In particular, you can check that by filtering the energy deposited by photons in the TLD region with an AUXSCORE card (as in the USRBIN associated with unit 31 in the attached input file).
As said in my previous email, this depends on the transport cuts, which are 100 keV and 33 keV for electrons/positions and photons, respectively, for the default PRECISION, which - I think - are suitable for your application.
With the aforementioned transport cuts, the fraction of energy deposited in the TLD and attributed to the photons is ~0.01%.

The energy deposited by Bremsstrahlung photons entering the TLD without any interaction with other materials can be estimated with the usrmed.f to be activated by the MAT-PROP card (see how in the attached input file).
In the attached usrmed.f , all particles entering the TLD are killed, except the photons (IJ==7) of second-generation (LTRACK==2), which are Bremsstrahlung photons produced in Au target (where else otherwise?).
The fraction of energy deposited in the TLD by those photons is ~24%.
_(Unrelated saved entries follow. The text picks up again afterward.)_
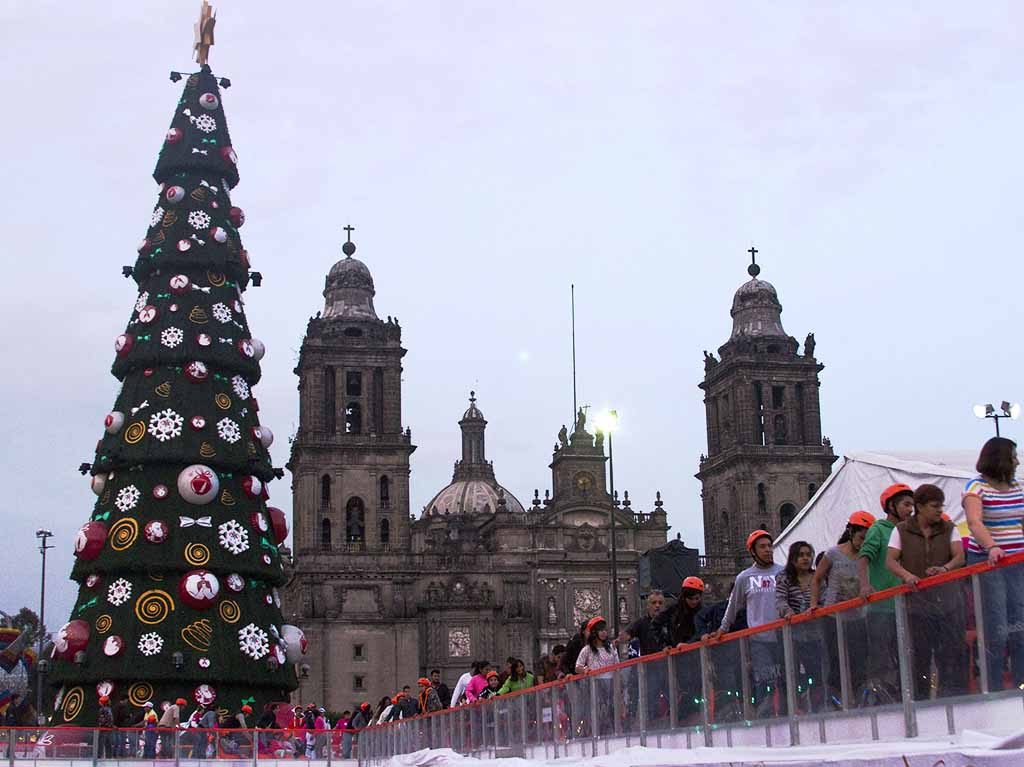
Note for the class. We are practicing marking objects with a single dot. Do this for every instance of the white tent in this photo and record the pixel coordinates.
(858, 481)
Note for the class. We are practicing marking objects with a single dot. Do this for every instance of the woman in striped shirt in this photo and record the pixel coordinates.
(993, 503)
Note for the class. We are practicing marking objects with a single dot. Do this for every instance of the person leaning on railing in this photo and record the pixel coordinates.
(993, 503)
(929, 545)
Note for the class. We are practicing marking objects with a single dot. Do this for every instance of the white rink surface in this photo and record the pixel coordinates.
(968, 750)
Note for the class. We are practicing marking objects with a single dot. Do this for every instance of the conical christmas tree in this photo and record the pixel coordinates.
(179, 566)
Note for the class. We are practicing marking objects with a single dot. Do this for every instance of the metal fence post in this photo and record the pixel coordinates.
(790, 666)
(744, 674)
(905, 655)
(670, 665)
(592, 680)
(707, 690)
(642, 701)
(980, 645)
(844, 662)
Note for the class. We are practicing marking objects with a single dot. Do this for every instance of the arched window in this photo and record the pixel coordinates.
(326, 534)
(326, 492)
(353, 418)
(355, 520)
(330, 411)
(785, 515)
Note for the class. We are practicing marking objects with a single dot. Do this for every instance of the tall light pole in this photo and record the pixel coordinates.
(607, 422)
(1013, 412)
(43, 536)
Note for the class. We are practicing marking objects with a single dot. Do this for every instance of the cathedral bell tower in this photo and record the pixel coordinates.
(766, 456)
(350, 456)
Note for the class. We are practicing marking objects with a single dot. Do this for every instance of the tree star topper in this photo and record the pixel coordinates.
(204, 32)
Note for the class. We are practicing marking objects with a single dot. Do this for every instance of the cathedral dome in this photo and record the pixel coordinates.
(349, 290)
(756, 309)
(472, 497)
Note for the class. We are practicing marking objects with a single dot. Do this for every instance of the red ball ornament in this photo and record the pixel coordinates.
(197, 371)
(199, 484)
(279, 523)
(123, 343)
(89, 541)
(114, 645)
(114, 421)
(246, 348)
(252, 486)
(205, 694)
(179, 285)
(156, 531)
(71, 638)
(199, 589)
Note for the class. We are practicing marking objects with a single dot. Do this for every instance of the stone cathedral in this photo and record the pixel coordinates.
(385, 594)
(766, 455)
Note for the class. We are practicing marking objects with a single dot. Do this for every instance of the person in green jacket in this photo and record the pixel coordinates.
(518, 679)
(883, 667)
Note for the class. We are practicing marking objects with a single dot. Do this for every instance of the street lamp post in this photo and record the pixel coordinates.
(1013, 412)
(607, 422)
(43, 536)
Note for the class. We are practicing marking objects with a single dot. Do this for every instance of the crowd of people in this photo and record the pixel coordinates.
(912, 539)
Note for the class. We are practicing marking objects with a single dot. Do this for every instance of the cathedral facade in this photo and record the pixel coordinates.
(766, 456)
(384, 592)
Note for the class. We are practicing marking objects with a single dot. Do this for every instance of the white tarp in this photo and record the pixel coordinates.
(858, 481)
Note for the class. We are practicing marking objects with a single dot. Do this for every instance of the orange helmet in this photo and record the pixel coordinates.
(891, 492)
(755, 537)
(861, 519)
(692, 582)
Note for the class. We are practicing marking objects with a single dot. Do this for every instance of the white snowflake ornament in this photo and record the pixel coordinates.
(127, 498)
(233, 537)
(228, 430)
(253, 641)
(119, 592)
(166, 425)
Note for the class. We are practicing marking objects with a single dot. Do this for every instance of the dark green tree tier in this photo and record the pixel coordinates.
(179, 564)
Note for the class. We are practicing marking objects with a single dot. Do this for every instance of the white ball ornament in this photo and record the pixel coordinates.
(199, 484)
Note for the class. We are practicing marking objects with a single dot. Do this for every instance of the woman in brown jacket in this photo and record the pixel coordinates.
(926, 545)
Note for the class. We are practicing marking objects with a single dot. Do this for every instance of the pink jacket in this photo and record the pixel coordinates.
(476, 685)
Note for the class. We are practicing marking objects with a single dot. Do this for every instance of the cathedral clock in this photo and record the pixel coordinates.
(583, 482)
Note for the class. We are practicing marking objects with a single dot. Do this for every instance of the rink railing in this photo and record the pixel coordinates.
(843, 672)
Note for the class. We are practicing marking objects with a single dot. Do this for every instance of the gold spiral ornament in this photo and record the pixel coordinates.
(139, 692)
(154, 606)
(135, 432)
(197, 554)
(123, 534)
(229, 611)
(73, 702)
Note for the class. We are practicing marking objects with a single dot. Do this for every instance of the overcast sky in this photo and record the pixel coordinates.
(489, 154)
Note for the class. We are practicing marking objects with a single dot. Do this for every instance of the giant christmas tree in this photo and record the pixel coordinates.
(179, 565)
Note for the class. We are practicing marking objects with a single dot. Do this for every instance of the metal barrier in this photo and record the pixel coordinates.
(904, 662)
(24, 744)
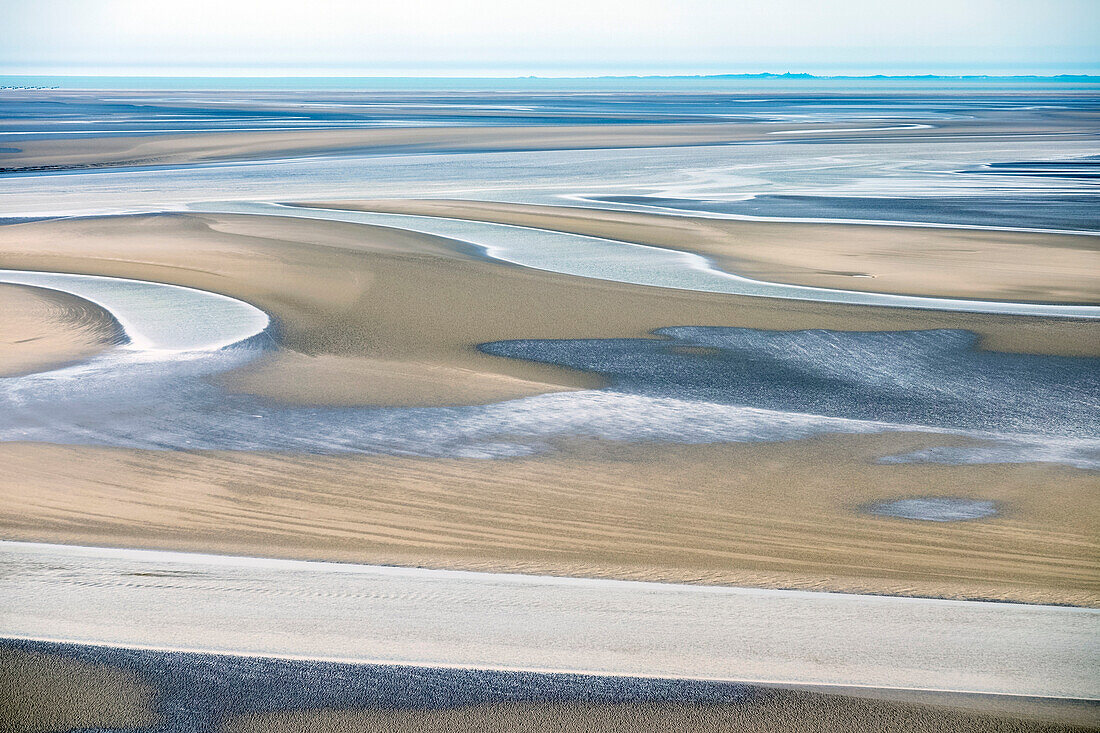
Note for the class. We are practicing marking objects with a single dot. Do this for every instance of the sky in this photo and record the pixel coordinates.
(547, 37)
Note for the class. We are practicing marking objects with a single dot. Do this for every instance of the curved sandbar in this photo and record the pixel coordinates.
(432, 617)
(356, 305)
(155, 316)
(44, 329)
(955, 265)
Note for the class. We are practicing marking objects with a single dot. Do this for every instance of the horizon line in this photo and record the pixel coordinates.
(743, 75)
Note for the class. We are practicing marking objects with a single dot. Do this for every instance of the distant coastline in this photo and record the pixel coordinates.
(758, 81)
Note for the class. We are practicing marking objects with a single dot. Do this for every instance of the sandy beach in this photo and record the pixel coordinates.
(70, 153)
(945, 262)
(319, 696)
(45, 329)
(375, 316)
(774, 515)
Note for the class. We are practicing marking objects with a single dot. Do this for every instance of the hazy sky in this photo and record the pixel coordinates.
(550, 37)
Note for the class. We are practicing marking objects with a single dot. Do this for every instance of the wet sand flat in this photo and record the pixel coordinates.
(67, 153)
(377, 316)
(773, 515)
(942, 262)
(242, 695)
(43, 329)
(44, 691)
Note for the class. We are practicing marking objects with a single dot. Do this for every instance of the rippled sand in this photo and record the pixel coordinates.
(43, 329)
(942, 262)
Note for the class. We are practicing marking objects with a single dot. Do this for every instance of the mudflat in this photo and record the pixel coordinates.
(772, 515)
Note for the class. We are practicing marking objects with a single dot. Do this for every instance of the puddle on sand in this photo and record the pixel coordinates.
(935, 509)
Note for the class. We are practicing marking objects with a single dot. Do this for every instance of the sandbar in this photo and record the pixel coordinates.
(44, 329)
(928, 261)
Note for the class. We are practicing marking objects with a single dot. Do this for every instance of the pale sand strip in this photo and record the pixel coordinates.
(43, 329)
(380, 316)
(967, 263)
(365, 314)
(430, 617)
(88, 151)
(774, 515)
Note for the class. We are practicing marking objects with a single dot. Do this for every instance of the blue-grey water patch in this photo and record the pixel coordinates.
(157, 317)
(935, 509)
(200, 691)
(933, 378)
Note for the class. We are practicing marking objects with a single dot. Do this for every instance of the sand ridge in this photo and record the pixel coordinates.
(44, 329)
(939, 262)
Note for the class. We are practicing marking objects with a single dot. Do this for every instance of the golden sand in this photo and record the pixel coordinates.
(776, 515)
(43, 329)
(377, 316)
(943, 262)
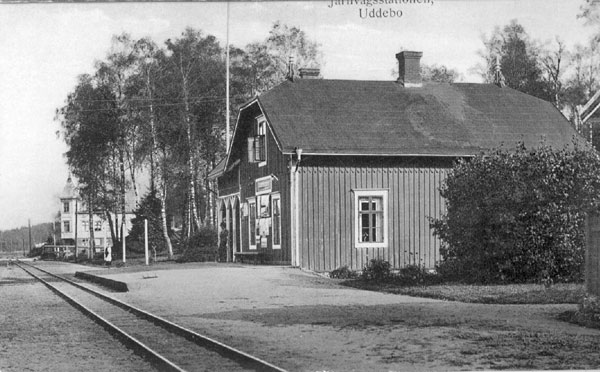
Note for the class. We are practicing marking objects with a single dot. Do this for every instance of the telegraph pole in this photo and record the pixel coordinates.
(29, 223)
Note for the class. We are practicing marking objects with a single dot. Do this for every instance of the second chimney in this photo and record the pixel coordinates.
(409, 68)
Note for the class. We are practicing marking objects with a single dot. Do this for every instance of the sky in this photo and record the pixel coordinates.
(45, 46)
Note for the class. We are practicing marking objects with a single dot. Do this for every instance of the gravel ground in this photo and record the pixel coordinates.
(42, 332)
(304, 322)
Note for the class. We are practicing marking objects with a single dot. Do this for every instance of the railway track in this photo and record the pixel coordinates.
(165, 344)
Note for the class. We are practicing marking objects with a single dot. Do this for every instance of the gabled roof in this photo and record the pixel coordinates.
(346, 117)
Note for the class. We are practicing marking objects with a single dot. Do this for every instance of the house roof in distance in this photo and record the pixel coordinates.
(349, 117)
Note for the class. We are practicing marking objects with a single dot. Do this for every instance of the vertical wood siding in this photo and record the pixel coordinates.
(592, 256)
(327, 210)
(249, 172)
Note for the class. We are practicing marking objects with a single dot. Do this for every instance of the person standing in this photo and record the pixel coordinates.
(108, 256)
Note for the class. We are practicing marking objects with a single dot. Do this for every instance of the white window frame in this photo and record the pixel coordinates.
(274, 197)
(251, 201)
(261, 130)
(377, 193)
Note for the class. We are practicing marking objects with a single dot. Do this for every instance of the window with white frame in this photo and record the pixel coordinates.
(252, 222)
(257, 145)
(276, 221)
(371, 222)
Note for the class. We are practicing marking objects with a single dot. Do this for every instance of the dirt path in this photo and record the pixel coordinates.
(303, 322)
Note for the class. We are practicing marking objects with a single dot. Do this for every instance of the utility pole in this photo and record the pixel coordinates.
(29, 223)
(227, 84)
(76, 227)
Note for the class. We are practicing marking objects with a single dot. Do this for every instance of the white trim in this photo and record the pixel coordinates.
(251, 231)
(382, 154)
(261, 120)
(257, 180)
(275, 196)
(382, 193)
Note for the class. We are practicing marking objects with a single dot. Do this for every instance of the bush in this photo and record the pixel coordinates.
(416, 275)
(518, 216)
(202, 246)
(589, 308)
(343, 273)
(377, 270)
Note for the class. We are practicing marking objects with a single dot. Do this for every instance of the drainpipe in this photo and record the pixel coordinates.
(295, 206)
(293, 212)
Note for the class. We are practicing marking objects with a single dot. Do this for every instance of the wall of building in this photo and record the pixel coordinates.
(240, 182)
(592, 256)
(327, 210)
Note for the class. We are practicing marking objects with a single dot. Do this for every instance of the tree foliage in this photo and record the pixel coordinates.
(518, 215)
(519, 57)
(162, 108)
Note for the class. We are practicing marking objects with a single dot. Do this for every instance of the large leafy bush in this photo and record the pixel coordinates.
(518, 215)
(202, 246)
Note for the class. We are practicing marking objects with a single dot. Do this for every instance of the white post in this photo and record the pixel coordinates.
(123, 241)
(146, 240)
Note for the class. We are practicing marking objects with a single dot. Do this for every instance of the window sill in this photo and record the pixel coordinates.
(371, 245)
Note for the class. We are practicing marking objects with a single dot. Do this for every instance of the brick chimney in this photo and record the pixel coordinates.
(409, 68)
(309, 73)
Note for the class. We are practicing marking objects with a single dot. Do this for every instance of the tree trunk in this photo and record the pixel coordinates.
(162, 190)
(188, 127)
(91, 226)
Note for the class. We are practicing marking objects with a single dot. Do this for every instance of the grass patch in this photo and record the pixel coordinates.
(561, 293)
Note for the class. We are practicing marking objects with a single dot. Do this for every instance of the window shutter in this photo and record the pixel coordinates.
(259, 146)
(251, 158)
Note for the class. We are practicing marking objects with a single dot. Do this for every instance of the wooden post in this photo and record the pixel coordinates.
(146, 240)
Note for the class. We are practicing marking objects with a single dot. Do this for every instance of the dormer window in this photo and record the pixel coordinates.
(257, 145)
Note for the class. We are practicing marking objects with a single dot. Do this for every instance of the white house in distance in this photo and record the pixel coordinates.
(75, 222)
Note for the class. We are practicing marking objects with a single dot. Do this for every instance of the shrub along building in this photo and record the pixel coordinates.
(322, 174)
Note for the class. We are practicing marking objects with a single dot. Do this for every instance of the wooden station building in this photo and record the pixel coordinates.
(322, 173)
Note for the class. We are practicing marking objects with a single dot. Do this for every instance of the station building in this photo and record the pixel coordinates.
(322, 173)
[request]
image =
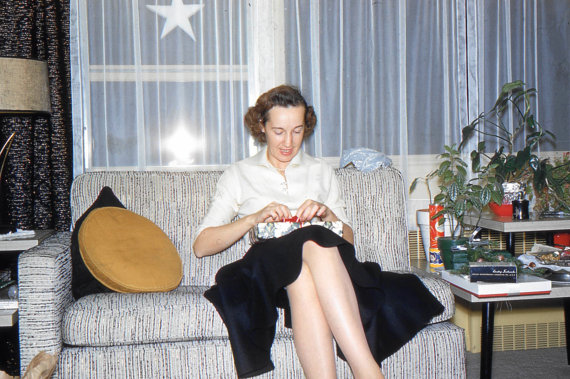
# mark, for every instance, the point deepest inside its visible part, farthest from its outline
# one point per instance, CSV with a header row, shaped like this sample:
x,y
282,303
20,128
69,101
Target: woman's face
x,y
284,131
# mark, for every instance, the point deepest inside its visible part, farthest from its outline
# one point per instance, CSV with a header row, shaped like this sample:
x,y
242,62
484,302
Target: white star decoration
x,y
176,14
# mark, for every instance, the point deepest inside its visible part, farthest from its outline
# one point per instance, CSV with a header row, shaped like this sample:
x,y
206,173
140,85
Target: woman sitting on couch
x,y
311,272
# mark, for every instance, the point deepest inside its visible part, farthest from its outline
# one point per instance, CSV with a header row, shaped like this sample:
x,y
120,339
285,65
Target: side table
x,y
510,226
488,315
10,246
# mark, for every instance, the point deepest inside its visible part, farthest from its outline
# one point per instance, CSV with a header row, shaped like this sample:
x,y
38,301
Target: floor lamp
x,y
24,90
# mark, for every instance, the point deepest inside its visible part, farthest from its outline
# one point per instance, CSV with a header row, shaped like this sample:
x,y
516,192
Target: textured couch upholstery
x,y
179,334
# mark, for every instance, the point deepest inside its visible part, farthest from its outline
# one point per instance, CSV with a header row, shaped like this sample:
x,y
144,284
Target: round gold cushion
x,y
127,252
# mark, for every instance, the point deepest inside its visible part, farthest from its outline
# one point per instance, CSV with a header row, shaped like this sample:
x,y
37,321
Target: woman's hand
x,y
311,208
273,212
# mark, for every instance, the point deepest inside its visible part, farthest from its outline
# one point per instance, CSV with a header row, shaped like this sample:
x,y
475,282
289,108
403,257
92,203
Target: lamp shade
x,y
24,86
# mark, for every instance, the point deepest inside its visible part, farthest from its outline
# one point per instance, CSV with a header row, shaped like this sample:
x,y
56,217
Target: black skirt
x,y
393,307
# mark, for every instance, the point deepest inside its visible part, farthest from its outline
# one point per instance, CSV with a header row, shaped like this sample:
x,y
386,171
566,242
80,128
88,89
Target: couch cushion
x,y
127,252
82,281
125,318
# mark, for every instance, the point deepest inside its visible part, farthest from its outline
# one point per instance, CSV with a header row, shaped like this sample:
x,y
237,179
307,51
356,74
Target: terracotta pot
x,y
503,210
562,238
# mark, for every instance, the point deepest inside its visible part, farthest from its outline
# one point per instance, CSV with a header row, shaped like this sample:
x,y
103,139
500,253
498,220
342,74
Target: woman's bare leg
x,y
339,305
311,333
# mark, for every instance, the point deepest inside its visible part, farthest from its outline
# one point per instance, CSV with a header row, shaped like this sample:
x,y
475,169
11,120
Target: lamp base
x,y
5,229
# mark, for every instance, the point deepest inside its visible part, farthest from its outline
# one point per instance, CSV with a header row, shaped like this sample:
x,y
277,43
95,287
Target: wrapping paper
x,y
267,230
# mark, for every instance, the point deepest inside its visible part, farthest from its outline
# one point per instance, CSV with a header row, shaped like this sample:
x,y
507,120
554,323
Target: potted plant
x,y
551,185
505,172
458,195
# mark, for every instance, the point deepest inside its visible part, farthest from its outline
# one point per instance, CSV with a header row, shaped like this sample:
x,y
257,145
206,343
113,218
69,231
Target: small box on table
x,y
496,272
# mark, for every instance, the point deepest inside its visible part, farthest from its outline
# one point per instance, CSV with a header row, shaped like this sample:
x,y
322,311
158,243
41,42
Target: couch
x,y
178,334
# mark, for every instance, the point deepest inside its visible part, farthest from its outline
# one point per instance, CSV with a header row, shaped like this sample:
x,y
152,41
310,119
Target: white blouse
x,y
249,185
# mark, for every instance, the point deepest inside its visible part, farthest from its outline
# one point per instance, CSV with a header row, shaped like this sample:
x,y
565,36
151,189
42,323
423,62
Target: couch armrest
x,y
440,289
44,283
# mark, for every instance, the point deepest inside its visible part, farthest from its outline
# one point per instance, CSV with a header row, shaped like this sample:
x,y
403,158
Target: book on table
x,y
525,285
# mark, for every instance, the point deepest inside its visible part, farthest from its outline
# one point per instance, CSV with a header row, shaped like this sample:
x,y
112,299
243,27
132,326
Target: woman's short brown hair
x,y
281,96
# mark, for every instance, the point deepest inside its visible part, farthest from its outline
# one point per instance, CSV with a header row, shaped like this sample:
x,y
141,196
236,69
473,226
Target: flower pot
x,y
503,210
446,245
423,222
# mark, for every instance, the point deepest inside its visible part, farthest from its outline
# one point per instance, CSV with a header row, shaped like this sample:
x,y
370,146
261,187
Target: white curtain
x,y
401,76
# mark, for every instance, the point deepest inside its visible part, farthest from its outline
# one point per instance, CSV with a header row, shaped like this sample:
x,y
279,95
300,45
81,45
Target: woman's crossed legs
x,y
323,305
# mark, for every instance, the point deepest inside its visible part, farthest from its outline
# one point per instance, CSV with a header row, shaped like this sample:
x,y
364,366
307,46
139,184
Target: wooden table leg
x,y
510,242
487,325
567,327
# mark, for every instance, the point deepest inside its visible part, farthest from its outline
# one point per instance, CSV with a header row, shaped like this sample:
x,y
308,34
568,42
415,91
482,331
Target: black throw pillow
x,y
82,282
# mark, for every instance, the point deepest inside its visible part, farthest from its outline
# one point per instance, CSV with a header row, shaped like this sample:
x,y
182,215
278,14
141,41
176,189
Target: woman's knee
x,y
314,251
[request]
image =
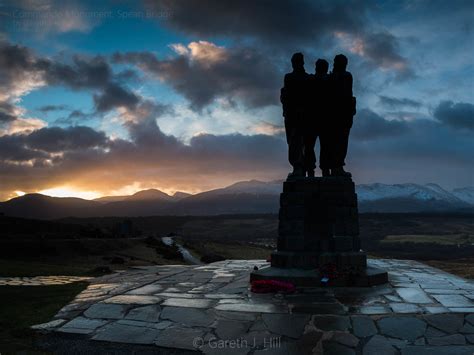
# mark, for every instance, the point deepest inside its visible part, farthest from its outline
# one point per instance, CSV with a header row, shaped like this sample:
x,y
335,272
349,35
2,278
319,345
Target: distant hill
x,y
145,195
245,197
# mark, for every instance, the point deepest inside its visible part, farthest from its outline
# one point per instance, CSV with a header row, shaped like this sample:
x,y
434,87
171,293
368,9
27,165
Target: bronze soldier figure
x,y
294,98
343,109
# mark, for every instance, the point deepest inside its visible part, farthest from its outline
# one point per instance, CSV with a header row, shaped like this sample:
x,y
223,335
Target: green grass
x,y
23,268
24,306
453,239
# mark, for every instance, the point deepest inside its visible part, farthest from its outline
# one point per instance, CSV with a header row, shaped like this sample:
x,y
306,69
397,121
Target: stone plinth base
x,y
368,276
354,260
318,236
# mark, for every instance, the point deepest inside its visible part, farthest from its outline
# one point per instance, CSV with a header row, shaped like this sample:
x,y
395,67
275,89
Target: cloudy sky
x,y
111,98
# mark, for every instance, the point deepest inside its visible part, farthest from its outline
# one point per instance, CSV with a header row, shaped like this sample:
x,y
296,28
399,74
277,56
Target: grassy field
x,y
24,306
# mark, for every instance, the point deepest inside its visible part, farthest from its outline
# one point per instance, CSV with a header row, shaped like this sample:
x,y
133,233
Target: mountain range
x,y
242,197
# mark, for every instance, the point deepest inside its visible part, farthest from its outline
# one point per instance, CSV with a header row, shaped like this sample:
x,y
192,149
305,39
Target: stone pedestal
x,y
318,236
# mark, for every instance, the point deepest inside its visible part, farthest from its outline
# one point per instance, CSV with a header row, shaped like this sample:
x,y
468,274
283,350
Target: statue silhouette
x,y
318,105
342,112
294,98
315,124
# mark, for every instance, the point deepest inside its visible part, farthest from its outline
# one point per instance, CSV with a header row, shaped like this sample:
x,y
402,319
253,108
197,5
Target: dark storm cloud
x,y
279,22
20,69
91,158
52,140
369,126
457,115
381,49
55,139
394,102
7,112
238,74
50,108
115,96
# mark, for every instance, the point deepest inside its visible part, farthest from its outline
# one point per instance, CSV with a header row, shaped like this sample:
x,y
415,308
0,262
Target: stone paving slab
x,y
210,309
41,280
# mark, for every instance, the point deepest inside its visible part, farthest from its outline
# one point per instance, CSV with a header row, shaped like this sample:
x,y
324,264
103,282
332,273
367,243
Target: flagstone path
x,y
41,280
210,309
Of course, you can change the usrmed.f routine to kill the contribution of other particles at different boundaries. For example, the Bremsstrahlung photons exiting the Au target account for 44% of the total energy deposited in the TLD, while all photons exiting the Au target account for 98% of the total energy.

All that to stress what I had stated in my previous email:
For every single primary electron, Bremsstrahlung photons produced in the Au target will interact with different mechanisms in the other regions of your setup and, eventually, the energy deposited in the TLD is essentially due to electrons.

Hope this can help.

input.inp (5.7 KB)
usrmed.f (3.2 KB)

Dear @luillo

Thanks for your suggestions! This is more convenient than “two-step” method I am using.
As for my understanding, particles are killed (neither transported nor deposited !!!) if they mismatch the conditions :

IF ( NEWREG .EQ. NREG1 .AND. MREG .NE. NEWREG )
IF ( LTRACK .EQ. 2 .AND. IJ .EQ. 7 )

I have 3 questions for your reply:

  1. Am I right about the understanding of command WEE = ZERZER , Neither transported nor deposited?
  2. Could you please explain more about the variable LTRACK? Dose it mean interaction times? Like the explanation in this post : Mgdraw.f on (n,p) reaction events?
  3. How to distinguish the primary particles and secondaries, which variable or user routine should we consider?

Again, thanks for your reply!

Best regards,
honghu

Dear @songhg19 ,

sorry for the belated reply.

Yes. It sets the particle weight to zero and when the thread returns to the routine which has called USRMED, the particle on the spot.

LTRACK is the generation number. It is incremented by one after any discrete process the particle may incur.
It is documented in include/trackr.inc.

Following the previous point, LTRACK=1 for a primary electron, while LTRACK=2 for a Bremsstrahlung photon produced by a primary electron.

Hope this could help.

Cheers, Luigi

Dear @luillo

Thanks for your help. Really appreciated!